What is observational design?
-Is the plan for how an observation is carried out.
What observational design decide?
-Decides who or what is observed, where and how data is recorded.
What does observational design include?
-Whether the observation is structured or unstructured, which behaviours are recorded (behavioural categories), and how participants are chosen (sampling procedures).
What is unstructured observation?
-Involves recording everything the researcher sees without pre-set categories.
-Produces detailed, rich descriptions of behaviour and is best used in small-scale studies or when the behaviours of interest are not yet clear.
What is a structured observation?
-Simplifies the behaviours, ,asking them easier to record
-They use pre-defined behaviours and sampling methods, allowing the researcher to count or measure actions systematically.
What are behavioural categories?
-To produce a structured record of what a researcher sees or hears, they have to break the target behaviour up into a group of behavioural categories sometimes referred to as a behaviour checklist.

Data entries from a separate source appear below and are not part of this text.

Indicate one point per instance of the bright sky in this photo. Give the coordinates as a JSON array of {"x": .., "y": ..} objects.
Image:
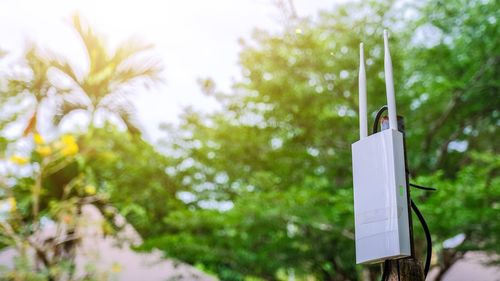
[{"x": 193, "y": 38}]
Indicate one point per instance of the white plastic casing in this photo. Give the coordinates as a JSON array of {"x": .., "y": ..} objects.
[{"x": 380, "y": 200}]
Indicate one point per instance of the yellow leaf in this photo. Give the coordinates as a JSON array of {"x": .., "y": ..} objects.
[
  {"x": 44, "y": 151},
  {"x": 12, "y": 203},
  {"x": 38, "y": 139},
  {"x": 68, "y": 139},
  {"x": 69, "y": 150},
  {"x": 19, "y": 160}
]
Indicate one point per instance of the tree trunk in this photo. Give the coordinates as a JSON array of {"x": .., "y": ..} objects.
[{"x": 405, "y": 270}]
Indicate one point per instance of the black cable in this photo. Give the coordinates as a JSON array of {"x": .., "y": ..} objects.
[
  {"x": 377, "y": 118},
  {"x": 385, "y": 270},
  {"x": 415, "y": 209},
  {"x": 427, "y": 237},
  {"x": 422, "y": 187}
]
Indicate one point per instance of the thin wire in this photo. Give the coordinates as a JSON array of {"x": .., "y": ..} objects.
[
  {"x": 377, "y": 118},
  {"x": 421, "y": 218},
  {"x": 427, "y": 237},
  {"x": 422, "y": 187}
]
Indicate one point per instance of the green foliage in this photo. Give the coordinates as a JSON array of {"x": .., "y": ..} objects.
[
  {"x": 262, "y": 189},
  {"x": 279, "y": 151}
]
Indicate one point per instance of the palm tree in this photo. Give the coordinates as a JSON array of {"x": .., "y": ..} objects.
[
  {"x": 34, "y": 84},
  {"x": 111, "y": 78}
]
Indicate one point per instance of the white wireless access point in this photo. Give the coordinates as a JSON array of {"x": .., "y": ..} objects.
[{"x": 380, "y": 199}]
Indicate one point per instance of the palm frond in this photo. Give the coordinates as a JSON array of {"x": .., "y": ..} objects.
[
  {"x": 65, "y": 68},
  {"x": 93, "y": 43},
  {"x": 65, "y": 106}
]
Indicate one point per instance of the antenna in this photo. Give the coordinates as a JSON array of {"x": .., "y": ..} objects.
[
  {"x": 389, "y": 84},
  {"x": 363, "y": 122}
]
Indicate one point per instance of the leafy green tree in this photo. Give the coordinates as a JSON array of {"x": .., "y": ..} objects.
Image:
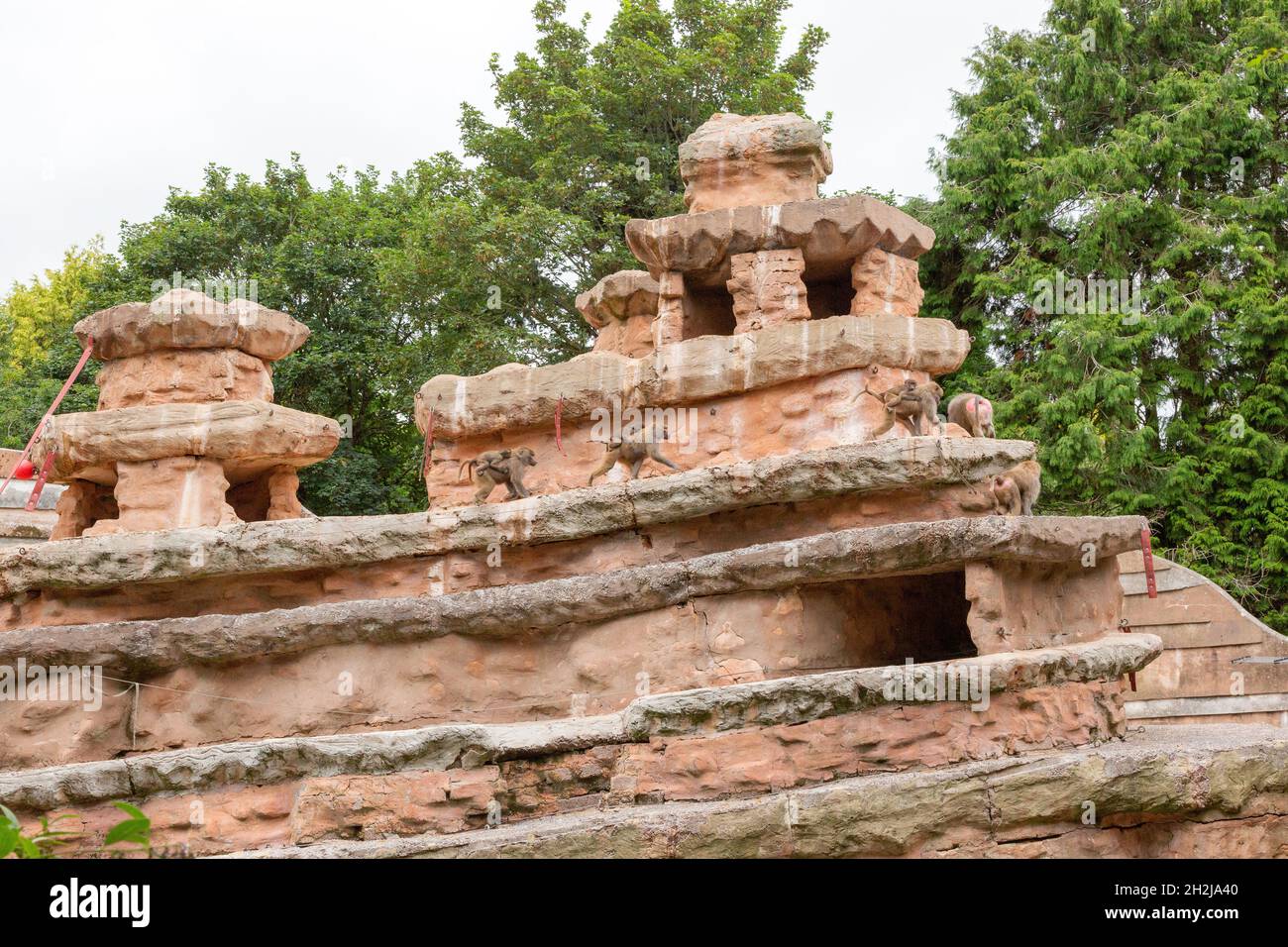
[
  {"x": 1142, "y": 142},
  {"x": 452, "y": 268},
  {"x": 38, "y": 350}
]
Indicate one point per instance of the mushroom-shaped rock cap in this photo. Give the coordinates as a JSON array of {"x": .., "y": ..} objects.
[
  {"x": 618, "y": 296},
  {"x": 752, "y": 159},
  {"x": 188, "y": 320}
]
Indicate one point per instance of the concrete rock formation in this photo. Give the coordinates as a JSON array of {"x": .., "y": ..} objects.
[
  {"x": 751, "y": 161},
  {"x": 800, "y": 641},
  {"x": 185, "y": 432}
]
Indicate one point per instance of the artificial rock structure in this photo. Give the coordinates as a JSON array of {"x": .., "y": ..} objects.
[
  {"x": 185, "y": 431},
  {"x": 803, "y": 641}
]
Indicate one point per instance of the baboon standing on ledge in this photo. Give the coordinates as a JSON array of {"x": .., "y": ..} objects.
[
  {"x": 630, "y": 454},
  {"x": 494, "y": 468},
  {"x": 911, "y": 403}
]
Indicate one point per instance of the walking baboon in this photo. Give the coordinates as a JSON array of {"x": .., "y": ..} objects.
[
  {"x": 974, "y": 412},
  {"x": 1017, "y": 491},
  {"x": 493, "y": 468}
]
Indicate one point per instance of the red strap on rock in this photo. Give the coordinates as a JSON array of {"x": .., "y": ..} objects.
[
  {"x": 559, "y": 425},
  {"x": 1147, "y": 556},
  {"x": 1131, "y": 676},
  {"x": 67, "y": 386},
  {"x": 429, "y": 449},
  {"x": 40, "y": 480}
]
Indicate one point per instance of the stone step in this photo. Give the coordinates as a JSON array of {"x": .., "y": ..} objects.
[
  {"x": 1181, "y": 791},
  {"x": 250, "y": 549},
  {"x": 154, "y": 647}
]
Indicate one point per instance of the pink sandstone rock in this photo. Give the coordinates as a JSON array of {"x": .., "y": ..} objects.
[
  {"x": 166, "y": 492},
  {"x": 885, "y": 283},
  {"x": 768, "y": 289},
  {"x": 622, "y": 307},
  {"x": 183, "y": 318},
  {"x": 192, "y": 376},
  {"x": 752, "y": 159}
]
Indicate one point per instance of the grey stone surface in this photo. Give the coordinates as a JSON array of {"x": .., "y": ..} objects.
[
  {"x": 156, "y": 646},
  {"x": 330, "y": 541},
  {"x": 1234, "y": 775},
  {"x": 760, "y": 703}
]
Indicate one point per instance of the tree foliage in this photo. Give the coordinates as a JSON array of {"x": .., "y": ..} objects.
[
  {"x": 460, "y": 263},
  {"x": 1144, "y": 142}
]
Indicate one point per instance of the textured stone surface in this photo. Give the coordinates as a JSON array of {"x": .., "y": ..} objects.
[
  {"x": 1205, "y": 674},
  {"x": 1024, "y": 604},
  {"x": 885, "y": 283},
  {"x": 515, "y": 395},
  {"x": 829, "y": 234},
  {"x": 768, "y": 289},
  {"x": 183, "y": 375},
  {"x": 246, "y": 436},
  {"x": 1177, "y": 791},
  {"x": 307, "y": 544},
  {"x": 163, "y": 493},
  {"x": 618, "y": 296},
  {"x": 773, "y": 703},
  {"x": 188, "y": 320},
  {"x": 622, "y": 307},
  {"x": 514, "y": 609},
  {"x": 742, "y": 159}
]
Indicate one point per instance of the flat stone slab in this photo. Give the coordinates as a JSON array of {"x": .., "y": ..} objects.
[
  {"x": 246, "y": 436},
  {"x": 188, "y": 320},
  {"x": 831, "y": 234},
  {"x": 330, "y": 541},
  {"x": 618, "y": 296},
  {"x": 1212, "y": 787},
  {"x": 153, "y": 647},
  {"x": 711, "y": 367},
  {"x": 782, "y": 701}
]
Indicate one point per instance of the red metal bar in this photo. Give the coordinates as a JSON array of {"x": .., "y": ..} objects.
[
  {"x": 35, "y": 434},
  {"x": 40, "y": 480},
  {"x": 1131, "y": 676}
]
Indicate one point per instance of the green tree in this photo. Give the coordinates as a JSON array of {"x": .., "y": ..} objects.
[
  {"x": 1146, "y": 142},
  {"x": 38, "y": 350},
  {"x": 455, "y": 269}
]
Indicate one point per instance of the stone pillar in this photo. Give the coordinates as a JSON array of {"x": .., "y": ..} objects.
[
  {"x": 768, "y": 289},
  {"x": 669, "y": 325},
  {"x": 885, "y": 285},
  {"x": 167, "y": 493},
  {"x": 283, "y": 483}
]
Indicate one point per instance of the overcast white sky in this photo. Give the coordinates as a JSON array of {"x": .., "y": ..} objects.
[{"x": 107, "y": 105}]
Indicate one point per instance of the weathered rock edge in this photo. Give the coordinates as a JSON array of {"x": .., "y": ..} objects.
[
  {"x": 709, "y": 367},
  {"x": 831, "y": 231},
  {"x": 223, "y": 431},
  {"x": 325, "y": 543},
  {"x": 151, "y": 647},
  {"x": 760, "y": 703},
  {"x": 1171, "y": 774}
]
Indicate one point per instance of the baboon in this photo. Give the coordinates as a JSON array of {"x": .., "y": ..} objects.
[
  {"x": 630, "y": 454},
  {"x": 1017, "y": 491},
  {"x": 911, "y": 403},
  {"x": 493, "y": 468},
  {"x": 974, "y": 412}
]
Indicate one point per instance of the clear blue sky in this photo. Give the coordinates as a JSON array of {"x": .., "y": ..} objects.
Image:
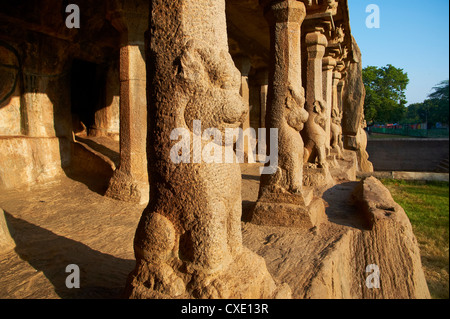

-For instance, ‘affection’ may be broken down into observational categories such as hugging, kissing, holding hands, etc.
-Each of these behaviours MUST be observable as in there should be no need for inferences to be made.

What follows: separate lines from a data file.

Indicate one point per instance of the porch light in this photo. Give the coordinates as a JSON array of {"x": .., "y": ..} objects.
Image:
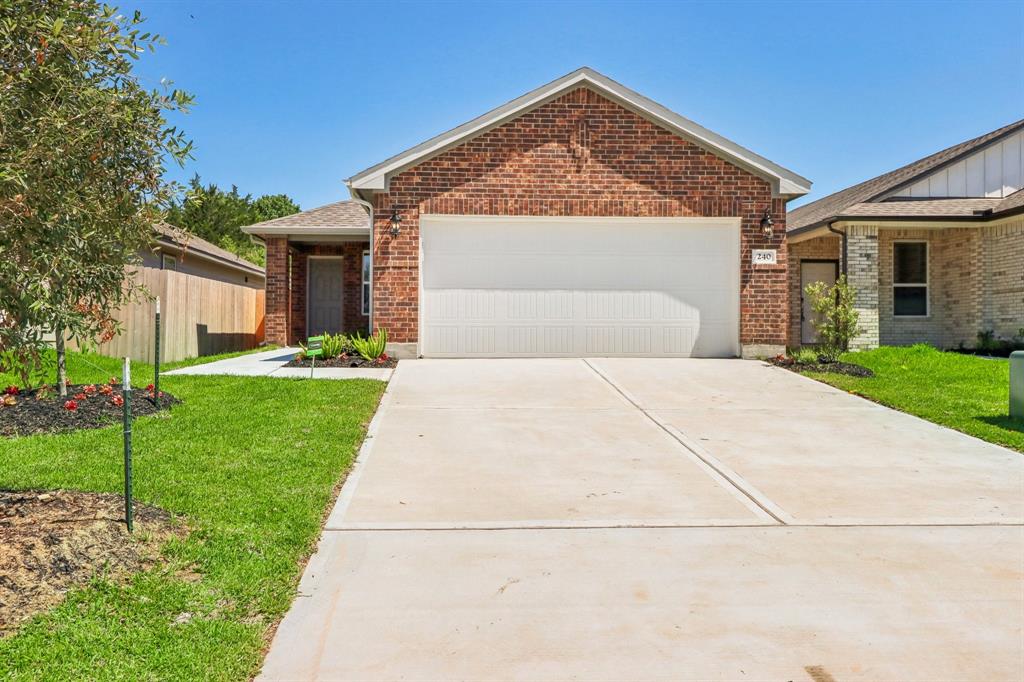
[
  {"x": 766, "y": 224},
  {"x": 395, "y": 222}
]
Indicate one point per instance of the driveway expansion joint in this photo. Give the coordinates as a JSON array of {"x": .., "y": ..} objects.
[{"x": 732, "y": 480}]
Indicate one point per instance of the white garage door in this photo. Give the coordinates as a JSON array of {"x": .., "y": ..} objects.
[{"x": 513, "y": 287}]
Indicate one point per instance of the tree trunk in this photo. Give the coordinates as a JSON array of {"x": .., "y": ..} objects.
[{"x": 61, "y": 366}]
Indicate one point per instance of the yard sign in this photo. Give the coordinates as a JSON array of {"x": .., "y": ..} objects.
[{"x": 314, "y": 348}]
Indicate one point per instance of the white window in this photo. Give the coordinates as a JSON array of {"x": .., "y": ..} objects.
[
  {"x": 366, "y": 283},
  {"x": 910, "y": 279}
]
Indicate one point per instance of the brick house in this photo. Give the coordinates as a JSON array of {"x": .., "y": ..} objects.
[
  {"x": 934, "y": 250},
  {"x": 579, "y": 219}
]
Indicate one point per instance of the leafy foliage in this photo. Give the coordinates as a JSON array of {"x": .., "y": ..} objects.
[
  {"x": 82, "y": 153},
  {"x": 373, "y": 346},
  {"x": 216, "y": 215},
  {"x": 837, "y": 320}
]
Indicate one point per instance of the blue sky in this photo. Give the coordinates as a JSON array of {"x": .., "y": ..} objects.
[{"x": 294, "y": 97}]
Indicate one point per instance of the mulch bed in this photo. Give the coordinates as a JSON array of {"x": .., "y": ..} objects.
[
  {"x": 42, "y": 411},
  {"x": 834, "y": 368},
  {"x": 344, "y": 360},
  {"x": 52, "y": 541}
]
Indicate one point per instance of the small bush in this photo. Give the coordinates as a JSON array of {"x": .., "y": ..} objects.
[
  {"x": 837, "y": 322},
  {"x": 805, "y": 355},
  {"x": 372, "y": 347}
]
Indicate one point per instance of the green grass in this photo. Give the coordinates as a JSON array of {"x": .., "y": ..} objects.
[
  {"x": 964, "y": 392},
  {"x": 250, "y": 464}
]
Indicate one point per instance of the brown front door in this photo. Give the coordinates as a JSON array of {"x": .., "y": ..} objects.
[
  {"x": 811, "y": 271},
  {"x": 324, "y": 292}
]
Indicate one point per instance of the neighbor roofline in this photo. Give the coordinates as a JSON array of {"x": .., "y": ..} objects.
[
  {"x": 958, "y": 220},
  {"x": 1012, "y": 129},
  {"x": 186, "y": 250},
  {"x": 784, "y": 182}
]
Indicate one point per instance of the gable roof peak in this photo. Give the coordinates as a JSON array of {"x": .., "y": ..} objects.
[{"x": 784, "y": 182}]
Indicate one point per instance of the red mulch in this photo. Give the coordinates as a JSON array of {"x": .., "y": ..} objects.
[{"x": 42, "y": 411}]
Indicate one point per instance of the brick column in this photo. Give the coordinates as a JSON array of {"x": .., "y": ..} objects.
[
  {"x": 862, "y": 252},
  {"x": 276, "y": 291}
]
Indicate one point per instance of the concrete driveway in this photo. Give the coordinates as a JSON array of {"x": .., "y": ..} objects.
[{"x": 659, "y": 519}]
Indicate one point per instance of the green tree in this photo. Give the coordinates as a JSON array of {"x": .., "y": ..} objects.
[
  {"x": 217, "y": 216},
  {"x": 82, "y": 153},
  {"x": 836, "y": 318}
]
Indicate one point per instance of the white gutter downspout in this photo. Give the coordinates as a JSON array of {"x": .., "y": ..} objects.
[{"x": 370, "y": 207}]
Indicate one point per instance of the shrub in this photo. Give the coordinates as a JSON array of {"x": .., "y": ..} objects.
[
  {"x": 372, "y": 347},
  {"x": 805, "y": 355},
  {"x": 334, "y": 345},
  {"x": 837, "y": 318}
]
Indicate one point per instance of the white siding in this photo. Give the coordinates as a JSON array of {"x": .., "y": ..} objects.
[{"x": 994, "y": 172}]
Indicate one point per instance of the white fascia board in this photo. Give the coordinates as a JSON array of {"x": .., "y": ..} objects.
[{"x": 784, "y": 182}]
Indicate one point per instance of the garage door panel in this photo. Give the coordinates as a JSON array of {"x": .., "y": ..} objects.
[{"x": 511, "y": 288}]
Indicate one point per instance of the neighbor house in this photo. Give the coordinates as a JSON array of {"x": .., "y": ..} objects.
[
  {"x": 212, "y": 301},
  {"x": 174, "y": 249},
  {"x": 579, "y": 219},
  {"x": 934, "y": 250}
]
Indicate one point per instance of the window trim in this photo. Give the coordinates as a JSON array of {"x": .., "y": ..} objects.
[
  {"x": 365, "y": 278},
  {"x": 926, "y": 284}
]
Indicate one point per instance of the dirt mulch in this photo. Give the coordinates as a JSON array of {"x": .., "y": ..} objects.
[
  {"x": 833, "y": 368},
  {"x": 42, "y": 411},
  {"x": 52, "y": 541},
  {"x": 344, "y": 360}
]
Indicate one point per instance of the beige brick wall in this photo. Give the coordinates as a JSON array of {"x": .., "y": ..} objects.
[
  {"x": 1003, "y": 286},
  {"x": 822, "y": 248},
  {"x": 862, "y": 271},
  {"x": 976, "y": 282},
  {"x": 954, "y": 264}
]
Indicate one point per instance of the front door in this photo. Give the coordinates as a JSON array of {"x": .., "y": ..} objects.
[
  {"x": 324, "y": 291},
  {"x": 811, "y": 271}
]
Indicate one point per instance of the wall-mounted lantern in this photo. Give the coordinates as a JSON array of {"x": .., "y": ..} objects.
[
  {"x": 766, "y": 224},
  {"x": 395, "y": 222}
]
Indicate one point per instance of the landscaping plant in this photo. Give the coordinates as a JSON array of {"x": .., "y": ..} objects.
[
  {"x": 373, "y": 346},
  {"x": 836, "y": 320},
  {"x": 82, "y": 153}
]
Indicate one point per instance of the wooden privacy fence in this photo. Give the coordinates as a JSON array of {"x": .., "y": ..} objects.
[{"x": 199, "y": 316}]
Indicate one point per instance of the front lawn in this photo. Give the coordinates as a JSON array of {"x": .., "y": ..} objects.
[
  {"x": 964, "y": 392},
  {"x": 250, "y": 464}
]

-Two observers might interpret this differently and thus it would not be a reliable category.
Why are using categories beneficial?
-Provides clear focus for researcher
-Enables the proposal of a testable hypothesis as categories allow for more objective/scientific data recording
-Provide data that is easier to quantify/analyse, it can also result im higher rates of reliability
What are the sampling procedures?
-Event Sampling
-Time Sampling
What is event sampling?
-Involves counting the number of times a particular behaviour (the ‘event’) occurs in a target individual or group.
-EXAMPLE: event sampling of dissent at a football match would mean counting the number of times players disagree with the referee.
What is time sampling?
-Involves recording behaviour within a pre-established time frame
-EXAMPLE: In a particular football match we may only be interested in one specific player so we may make a note (using a behavioural checklist) of what our target individual is doing every 30 seconds.
Strengths of Event Sampling
-Captures all instances of the target behaviour, so nothing is missed.
-Useful for rare behaviours that might be missed with time sampling.
-Produces quantitative data for analysis
Weaknesses of Event Sampling
-Can be overwhelming if the behaviour happens very frequently
-Observer may miss details if multiple behaviours occur at once
-Can be subjective if the behaviour isn’t clearly defined
Strengths of TIME SAMPLING
-Makes observing complex or long behaviours manageable
-Allows systematic and consistent recording, reducing observer bias
-Can produce quantitative data that’s easy to compare and analyse
Weaknesses of TIME SAMPLING
-May miss behaviours that happen between intervals
-Can underestimate frequency of rare behaviours
-Less detailed than continuous recording; contextually be lost
What is recommended to researchers about observational studies and why?
-It is recommended that researchers DO NOT conduct observational studies alone.
-This is because single observers may miss important details or may only notice events that confirm their opinions or hypothesis.
-This introduces bias into the research process.
What can you do to make data recording more objective and unbiased?
-Observations should be carried out by at least two researchers.
-Pairs of observers need to be consistent in the judgments and any data they record should be the same or very similar.
-As such observers must be trained to establish inter-observer reliability.
How does inter-observer relatability work?
-Observers learn the behavioural categories.
-They watch the same behaviour at the same time (often in a small study practice)
-Observers compare their notes and discuss differences.
-They analyse the study data.
-Reliability is measured by checking how similar the observers’ recordings are.